Former Labour party leader Ed Miliband, in a recent podcast, has talked about one of his most cringe-worthy moments as leader, back in 2011. In a pre-recorded interview with ITV news that turned into a bit of a car-crash, he was so keen to get his ‘key message’ across that he kept parroting almost the same words in his answers to every question. He admits now he ‘looked like a robot’. The interview is old but the lessons are current – without sounding like an idiot, how do you ensure your main point comes across in a broadcast interview, rather than ending up on the (now-metaphorical) cutting-room floor? In a ‘live’ interview you have to have your wits about you, to look for opportunities to legitimately make your points, while still answering the interviewer’s questions as far as practicable. I have heard PR people advise business leaders, particularly if they are in trouble, ‘whatever the question, just keep repeating your key message’ – but this is the opposite to what I would advise. It will just be blindingly obvious to all viewers/listeners that you are avoiding the question, and make you look a lot worse.

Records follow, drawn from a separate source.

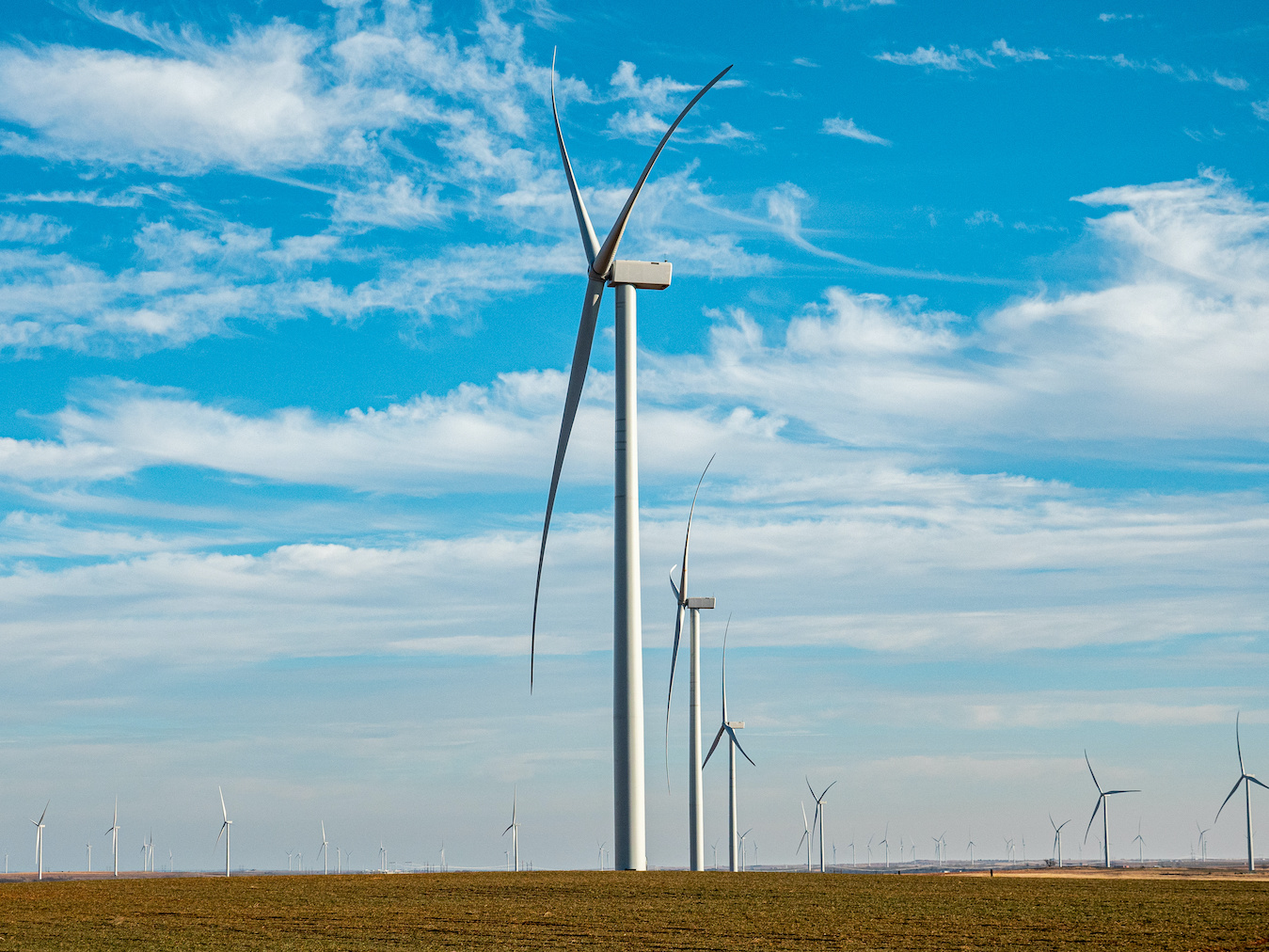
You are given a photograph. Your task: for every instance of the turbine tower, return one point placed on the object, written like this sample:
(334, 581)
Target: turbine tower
(1102, 806)
(695, 782)
(1057, 838)
(515, 829)
(1247, 780)
(818, 814)
(113, 833)
(730, 727)
(225, 829)
(628, 806)
(40, 842)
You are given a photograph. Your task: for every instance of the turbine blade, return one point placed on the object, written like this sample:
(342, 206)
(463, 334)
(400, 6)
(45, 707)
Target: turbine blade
(577, 378)
(669, 693)
(687, 536)
(588, 232)
(1239, 740)
(1229, 798)
(737, 741)
(1090, 772)
(607, 254)
(1091, 818)
(717, 738)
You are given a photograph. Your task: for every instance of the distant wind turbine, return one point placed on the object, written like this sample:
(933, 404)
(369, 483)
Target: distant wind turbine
(730, 729)
(515, 829)
(1246, 780)
(806, 836)
(40, 842)
(628, 802)
(225, 829)
(695, 784)
(1057, 838)
(818, 814)
(1102, 806)
(113, 833)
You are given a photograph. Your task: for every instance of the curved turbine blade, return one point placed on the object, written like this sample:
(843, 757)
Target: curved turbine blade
(1229, 798)
(717, 738)
(1093, 817)
(1239, 740)
(607, 254)
(724, 629)
(669, 693)
(1090, 772)
(577, 378)
(588, 232)
(737, 741)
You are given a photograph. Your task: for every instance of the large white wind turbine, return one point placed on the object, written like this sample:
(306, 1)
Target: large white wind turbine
(515, 829)
(1247, 780)
(818, 814)
(628, 806)
(40, 842)
(1102, 806)
(225, 829)
(730, 729)
(1057, 838)
(113, 833)
(695, 782)
(806, 836)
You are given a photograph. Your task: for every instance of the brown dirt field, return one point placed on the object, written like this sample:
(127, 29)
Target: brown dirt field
(660, 911)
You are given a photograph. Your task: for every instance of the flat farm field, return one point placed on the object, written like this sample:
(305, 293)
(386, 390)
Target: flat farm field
(657, 911)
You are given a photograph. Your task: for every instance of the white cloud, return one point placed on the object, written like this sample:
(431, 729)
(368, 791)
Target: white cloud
(32, 229)
(847, 127)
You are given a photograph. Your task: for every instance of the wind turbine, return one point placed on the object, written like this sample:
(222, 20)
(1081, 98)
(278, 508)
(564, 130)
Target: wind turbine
(1202, 839)
(113, 833)
(1057, 838)
(628, 807)
(40, 840)
(515, 829)
(806, 835)
(730, 729)
(1247, 780)
(225, 829)
(695, 782)
(818, 814)
(1102, 806)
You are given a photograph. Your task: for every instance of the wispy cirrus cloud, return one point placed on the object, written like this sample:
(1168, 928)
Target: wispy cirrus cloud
(848, 128)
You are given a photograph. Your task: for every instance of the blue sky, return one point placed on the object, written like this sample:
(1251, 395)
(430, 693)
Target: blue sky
(971, 301)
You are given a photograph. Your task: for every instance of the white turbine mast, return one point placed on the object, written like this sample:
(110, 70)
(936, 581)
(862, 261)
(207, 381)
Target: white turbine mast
(225, 831)
(40, 842)
(1102, 806)
(695, 782)
(1057, 838)
(515, 829)
(730, 729)
(113, 833)
(604, 269)
(1246, 780)
(818, 814)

With a pre-recorded interview like Ed Miliband’s, the criteria are different. First, you need to understand if they are going to run the full interview, or at least a good part of it, including the interviewer’s questions – as in ‘earlier I spoke to Joe Blow and I asked him …’ In this case it’s best to treat the interview ‘as live’. Very often though, the broadcaster actually just wants a 20-second soundbite or two to be sandwiched between the scripted elements of a reporter’s ‘package’. This is the situation I imagine Mr Miliband thought he was in – in which case having a couple of goes at your key pre-prepared soundbite is a pretty good idea, to make sure the reporter is clear what you are trying to get across, and ideally has a couple of options he/she can work with. In this situation, if you think you haven’t got the point across succinctly, you can always ask if you can ‘have another go’. The critical mistake though is to imagine that your key message is actually the bit the reporter is looking for – it may not be. So you still need to answer the questions – just try to make sure that the central point you want to get across stands out as the punchiest soundbite in the interview, so the reporter is likely to choose it for broadcast ahead of any of your alternative answers.